L’Etat va-t-il enfin réussir à mettre fin aux fraudes aux aides publiques ? Serpent de mer des différents gouvernements, ce dossier sensible va revenir au Sénat ce mercredi 2 avril dans le cadre de la proposition de loi (PPL) portée par le député (EPR) de Gironde et ancien ministre du Budget Thomas Cazenave. Dans le viseur figurent les aides à la rénovation énergétique et les certificats d’économie d’énergie (C2E). Au total, cette traque contre la fraude permettrait « un gain de 1,6 milliard d’euros aux finances publiques », explique Thomas Cazenave contacté par La Tribune.

Traiter la fraude à la source

Reprenant le principe du prélèvement à la source mis en place en 2019, la proposition de loi veut s’attaquer à la fraude à la source. Le premier article de la loi permet ainsi à l’administration de suspendre des aides. Pour laisser plus de temps aux fonctionnaires de mener ces enquêtes, la loi prévoit que le délai de suspension des aides soit renouvelable une fois.

L’un des problèmes est que beaucoup d’entreprises sont créées uniquement pour toucher des aides. L’ancien ministre de budget avait mis l’accent sur « les sociétés éphémères ». Pour contrer ce phénomène, la proposition de loi devrait permettre de muscler l’arsenal pour lutter contre l’absence d’immatriculation au registre national des entreprises (RNE). « La commission [du Sénat] estime que le défaut d’immatriculation au RNE est fréquemment révélateur de comportements frauduleux, traduisant l’absence des qualifications nécessaires pour exercer l’activité choisie ou un contournement d’une interdiction de gérer », souligne la chambre haute.  Si « un manquement délibéré » est caractérisé, le versement de l’aide peut être coupé. En cas d’adoption, ce texte de loi permettrait de sécuriser l’administration face aux différents types de recours. Sur le volet consommateur, la proposition de loi prévoit d’interdire le démarchage téléphonique pour les dispositifs qui bénéficient d’aides.

Muscler les sanctions sur la rénovation

L’autre volet important du texte est de muscler les sanctions à l’encontre des fraudes sur la rénovation des bâtiments. Selon la Commission des affaires économiques du Sénat, plus de la moitié des entreprises contrôlées dans le secteur de la rénovation énergétique présentait « des anomalies ». Le coût des fraudes pour les certificats d’énergie est estimé à 280 millions d’euros.
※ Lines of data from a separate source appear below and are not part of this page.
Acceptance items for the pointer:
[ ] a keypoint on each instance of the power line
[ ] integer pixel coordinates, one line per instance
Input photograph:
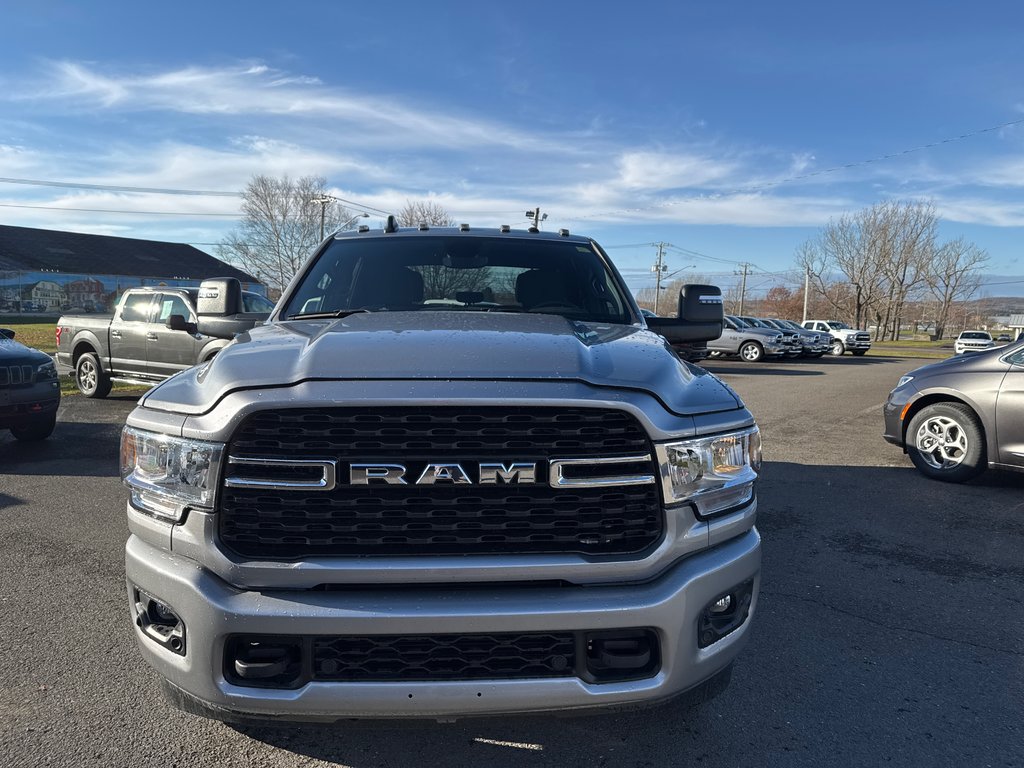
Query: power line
(804, 176)
(109, 210)
(118, 187)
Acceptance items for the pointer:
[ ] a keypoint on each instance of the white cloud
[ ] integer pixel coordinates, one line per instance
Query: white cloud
(662, 170)
(255, 90)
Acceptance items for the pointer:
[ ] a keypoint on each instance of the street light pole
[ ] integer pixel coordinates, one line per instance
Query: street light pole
(324, 201)
(657, 269)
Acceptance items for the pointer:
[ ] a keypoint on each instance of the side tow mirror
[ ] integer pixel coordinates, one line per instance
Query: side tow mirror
(700, 315)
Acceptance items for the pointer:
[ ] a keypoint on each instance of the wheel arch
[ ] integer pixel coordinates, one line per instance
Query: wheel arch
(84, 346)
(953, 398)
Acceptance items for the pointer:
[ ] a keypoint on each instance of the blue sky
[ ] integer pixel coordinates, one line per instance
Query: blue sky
(732, 131)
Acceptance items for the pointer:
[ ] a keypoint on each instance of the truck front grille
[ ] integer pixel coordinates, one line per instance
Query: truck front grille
(441, 518)
(443, 657)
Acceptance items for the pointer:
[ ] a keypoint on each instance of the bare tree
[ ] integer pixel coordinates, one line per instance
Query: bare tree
(424, 212)
(868, 264)
(282, 221)
(954, 276)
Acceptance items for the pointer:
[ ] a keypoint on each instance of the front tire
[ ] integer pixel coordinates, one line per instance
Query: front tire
(89, 377)
(752, 352)
(945, 442)
(39, 429)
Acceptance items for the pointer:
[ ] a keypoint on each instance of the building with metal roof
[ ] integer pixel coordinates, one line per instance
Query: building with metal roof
(47, 270)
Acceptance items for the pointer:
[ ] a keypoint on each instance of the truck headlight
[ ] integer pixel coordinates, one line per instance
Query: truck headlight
(168, 474)
(716, 474)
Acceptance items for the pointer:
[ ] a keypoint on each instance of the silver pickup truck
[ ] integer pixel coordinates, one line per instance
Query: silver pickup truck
(155, 333)
(457, 473)
(750, 343)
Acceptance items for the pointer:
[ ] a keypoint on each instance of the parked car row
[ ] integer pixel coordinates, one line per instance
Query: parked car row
(755, 339)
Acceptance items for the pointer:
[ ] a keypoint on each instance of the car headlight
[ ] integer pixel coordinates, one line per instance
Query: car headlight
(168, 474)
(46, 372)
(716, 474)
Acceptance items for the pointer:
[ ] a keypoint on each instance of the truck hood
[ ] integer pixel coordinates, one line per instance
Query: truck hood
(444, 345)
(15, 353)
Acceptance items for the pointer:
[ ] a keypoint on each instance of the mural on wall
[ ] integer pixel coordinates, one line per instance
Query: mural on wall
(50, 293)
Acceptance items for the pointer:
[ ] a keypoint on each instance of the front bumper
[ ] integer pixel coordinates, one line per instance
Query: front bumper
(23, 407)
(212, 610)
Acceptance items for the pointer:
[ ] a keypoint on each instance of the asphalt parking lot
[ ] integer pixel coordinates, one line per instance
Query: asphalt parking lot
(890, 625)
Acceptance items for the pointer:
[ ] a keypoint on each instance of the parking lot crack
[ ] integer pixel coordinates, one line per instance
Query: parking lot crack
(892, 627)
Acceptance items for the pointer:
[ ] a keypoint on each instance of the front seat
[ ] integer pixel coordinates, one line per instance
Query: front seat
(386, 286)
(540, 287)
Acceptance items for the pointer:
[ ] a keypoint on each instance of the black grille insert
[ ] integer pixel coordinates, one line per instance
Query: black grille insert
(430, 657)
(441, 518)
(288, 662)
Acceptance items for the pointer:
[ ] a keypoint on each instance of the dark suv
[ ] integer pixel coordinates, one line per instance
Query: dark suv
(960, 416)
(30, 393)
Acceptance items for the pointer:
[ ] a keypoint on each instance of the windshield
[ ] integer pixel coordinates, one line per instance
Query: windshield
(253, 302)
(460, 273)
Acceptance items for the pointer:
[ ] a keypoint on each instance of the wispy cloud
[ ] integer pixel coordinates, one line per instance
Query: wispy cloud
(257, 90)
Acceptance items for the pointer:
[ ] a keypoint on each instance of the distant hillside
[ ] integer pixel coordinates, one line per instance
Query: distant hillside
(1000, 305)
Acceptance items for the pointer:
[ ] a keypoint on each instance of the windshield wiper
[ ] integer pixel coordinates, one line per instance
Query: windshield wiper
(322, 315)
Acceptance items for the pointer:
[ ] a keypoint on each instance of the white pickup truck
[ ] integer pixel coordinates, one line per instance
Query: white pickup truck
(844, 337)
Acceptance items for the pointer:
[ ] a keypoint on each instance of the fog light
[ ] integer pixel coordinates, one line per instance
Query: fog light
(622, 654)
(725, 614)
(722, 605)
(159, 622)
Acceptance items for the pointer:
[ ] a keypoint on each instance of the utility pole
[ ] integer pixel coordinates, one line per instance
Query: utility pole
(536, 217)
(807, 286)
(658, 268)
(742, 289)
(324, 201)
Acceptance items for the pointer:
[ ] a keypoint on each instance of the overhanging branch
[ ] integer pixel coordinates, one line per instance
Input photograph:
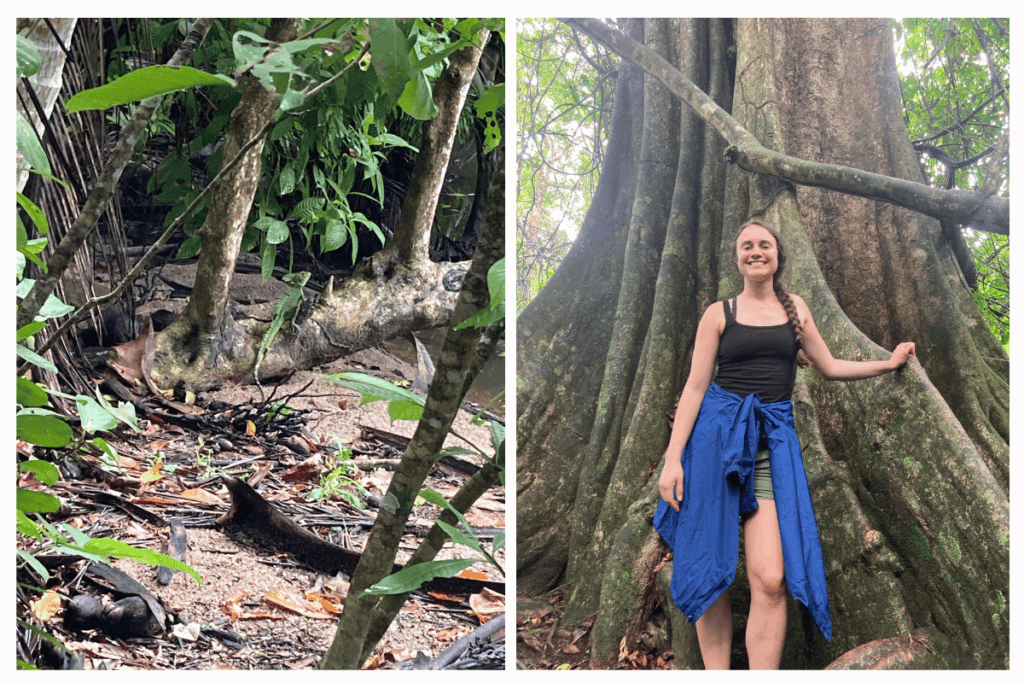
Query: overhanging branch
(979, 210)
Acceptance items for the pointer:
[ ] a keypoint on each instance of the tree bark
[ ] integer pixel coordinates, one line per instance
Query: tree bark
(908, 472)
(400, 290)
(197, 339)
(412, 238)
(980, 210)
(360, 617)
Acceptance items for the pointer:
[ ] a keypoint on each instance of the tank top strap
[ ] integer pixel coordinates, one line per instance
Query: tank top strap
(730, 310)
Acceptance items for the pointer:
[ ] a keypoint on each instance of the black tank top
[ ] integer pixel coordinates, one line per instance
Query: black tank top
(759, 359)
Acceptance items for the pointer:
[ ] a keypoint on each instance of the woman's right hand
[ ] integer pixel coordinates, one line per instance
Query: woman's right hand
(672, 481)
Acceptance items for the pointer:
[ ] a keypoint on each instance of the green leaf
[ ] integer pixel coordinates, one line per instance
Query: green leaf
(375, 388)
(30, 145)
(458, 537)
(27, 526)
(287, 180)
(30, 329)
(486, 110)
(335, 236)
(268, 254)
(34, 212)
(54, 307)
(113, 548)
(30, 394)
(404, 410)
(142, 84)
(94, 417)
(44, 471)
(410, 579)
(34, 501)
(34, 358)
(495, 310)
(29, 59)
(35, 564)
(390, 57)
(45, 430)
(418, 98)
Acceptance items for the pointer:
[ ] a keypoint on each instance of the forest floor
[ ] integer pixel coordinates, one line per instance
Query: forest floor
(543, 641)
(246, 590)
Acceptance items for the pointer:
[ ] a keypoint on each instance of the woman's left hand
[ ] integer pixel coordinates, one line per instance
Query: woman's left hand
(902, 352)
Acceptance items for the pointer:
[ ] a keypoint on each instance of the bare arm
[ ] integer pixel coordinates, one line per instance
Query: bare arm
(835, 369)
(701, 369)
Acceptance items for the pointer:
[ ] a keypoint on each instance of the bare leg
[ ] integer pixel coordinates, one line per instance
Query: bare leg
(715, 634)
(766, 626)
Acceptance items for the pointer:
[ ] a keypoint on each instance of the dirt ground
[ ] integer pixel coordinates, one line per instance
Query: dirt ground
(545, 642)
(256, 586)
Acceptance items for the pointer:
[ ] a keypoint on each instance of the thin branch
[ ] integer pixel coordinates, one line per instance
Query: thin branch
(103, 190)
(989, 214)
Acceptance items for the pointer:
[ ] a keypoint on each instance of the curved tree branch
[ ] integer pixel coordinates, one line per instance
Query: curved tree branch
(974, 209)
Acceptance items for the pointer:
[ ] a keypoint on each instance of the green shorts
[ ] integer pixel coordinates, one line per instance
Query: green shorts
(762, 477)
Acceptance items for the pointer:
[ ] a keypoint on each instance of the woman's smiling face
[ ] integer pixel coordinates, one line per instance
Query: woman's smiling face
(757, 253)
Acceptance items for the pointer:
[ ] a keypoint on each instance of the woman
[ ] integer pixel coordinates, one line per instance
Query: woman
(741, 453)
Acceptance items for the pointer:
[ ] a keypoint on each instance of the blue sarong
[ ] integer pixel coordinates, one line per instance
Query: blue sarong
(718, 489)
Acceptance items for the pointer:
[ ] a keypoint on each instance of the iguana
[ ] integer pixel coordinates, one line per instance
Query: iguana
(285, 311)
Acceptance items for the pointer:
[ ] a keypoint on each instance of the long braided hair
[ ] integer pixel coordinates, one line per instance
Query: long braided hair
(780, 293)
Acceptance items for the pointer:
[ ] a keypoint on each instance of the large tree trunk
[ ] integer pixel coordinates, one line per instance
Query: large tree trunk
(908, 472)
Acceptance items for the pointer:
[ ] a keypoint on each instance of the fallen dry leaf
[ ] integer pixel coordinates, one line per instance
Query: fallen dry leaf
(470, 573)
(152, 474)
(46, 605)
(201, 496)
(451, 635)
(295, 604)
(308, 470)
(487, 604)
(331, 603)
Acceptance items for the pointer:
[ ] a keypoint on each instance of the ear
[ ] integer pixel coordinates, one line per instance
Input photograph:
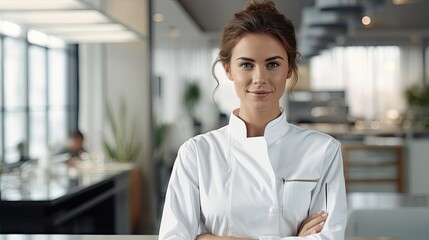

Concernant ces certificats, la proposition de loi permettrait de muscler les sanctions financières à hauteur de 10% du chiffre d’affaires de l’entreprise et 12% en cas de récidive.

Les enquêteurs de Bercy (DGCCRF) pourront avoir plus facilement recours à l’anonymisation pour mener à bien leur investigation ou à des noms d’emprunt. L’administration pourrait également permettre de « croiser les données entre administration afin de mieux identifier les schémas de fraude », souligne Thomas Cazenave. Toujours dans la logique de sanction, la loi prévoit également d’accroître la publicité des sanctions par l’administration. Cette pratique du « Name and Shame » inspirée des pays anglo-saxons s’est certes développée dans l’Hexagone. Mais cela n’a pas empêcher la révélation de scandales retentissants.

 Les aides aux entreprises passées au crible au Sénat

Au centre d’une commission d’enquête au Sénat, les aides publiques aux entreprises sont actuellement passées au crible. A ce stade, le flou demeure sur le montant total et la nature des aides tant convoitées.« Il y a des problèmes d’information pour recenser les aides et pour en mesurer leur coût », a déclaré François Ecalle, spécialiste des finances publiques et ancien fonctionnaire de la Cour des comptes mardi 1er avril. « Les évaluations sur les aides sont insuffisantes. On ne peut pas évaluer 2.200 dispositifs », a-t-il déploré.